Re: About rtla osnoise and timerlat usage

[Daniel Bristot de Oliveira]

On 2/22/23 09:39, Prasad Pandit wrote:
> Hello Daniel,
> 
> Thank you so much for your reply, I appreciate it.
> 
> On Wed, 22 Feb 2023 at 17:30, Daniel Bristot de Oliveira <bristot@kernel.org <mailto:bristot@kernel.org>> wrote:
> 
>     This is the timerlat's timer, so it is expected. What this trace is pointing is to
>     a possible exit from idle latency... so idle tune is required for this system
>     and *this metric*... but
> 
> 
> * Idle tune?
>  
> 
>     Yes, that is expected on timerlat in an isolated CPU. But not with osnoise/oslat kind of tool,
>     as they keep running, while timerlat/cyclictest go to sleep.
> 
> 
> * I see, okay.
> 
>     Let me know how rtla osnoise results are, so I can help more. 
> 
> 
> * Yes, I've been running oslat(1) and rtla-osnoise(1) too.
>    Please see:
>     oslat(1) log -> https://0bin.net/paste/T0PDXHz5#AnNEzkTRxQVT1gvAqKM43jW+yhqilbNbFqHIHHpy4MY <https://0bin.net/paste/T0PDXHz5#AnNEzkTRxQVT1gvAqKM43jW+yhqilbNbFqHIHHpy4MY>
>     rtla-osnoise-top(1) log -> https://0bin.net/paste/8qwjebnZ#22sfTYTv68JAAMHZJhnCBTP-uvP7Mxj8ipAVbuQVsiy <https://0bin.net/paste/8qwjebnZ#22sfTYTv68JAAMHZJhnCBTP-uvP7Mxj8ipAVbuQVsiy>


The problem in the oslat case is that trace-cmd is awakened in the isolated CPU.

That is probably because trace-cmd once ran and armed a timer there.

I recommend you restrict the affinity of trace-cmd to the non-isolated CPUs before
starting it and run the experiment again.

However, a busy loop in FIFO:95 is not a good setup. That is because you have to
raise the priority of other things like the ktimer because of this. Like in your
example, ktimer as FIFO:97... it is hard to justify this as a sane setup.

In a properly isolated CPU, SCHED_OTHER should be enough. I understand that
people use FIFO because it gives the impression that the busy loop will
receive more CPU time, but this is biased by tools that only measure the
single latency occurrence - and not overall latency.

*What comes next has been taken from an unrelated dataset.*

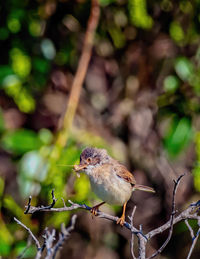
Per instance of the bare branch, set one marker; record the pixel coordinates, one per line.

See this article: https://research.redhat.com/blog/article/osnoise-for-fine-tuning-operating-system-noise-in-linux-kernel/

While running with FIFO reduces the "max single noise" by two us (from 7 to 5 us)
in relation to the SCHED_OTHER, the total amount of noise that the tool running with
FIFO is larger because the starvation of tasks require further checks from the OS
side, generating further noise. So SCHED_OTHER is better for total noise.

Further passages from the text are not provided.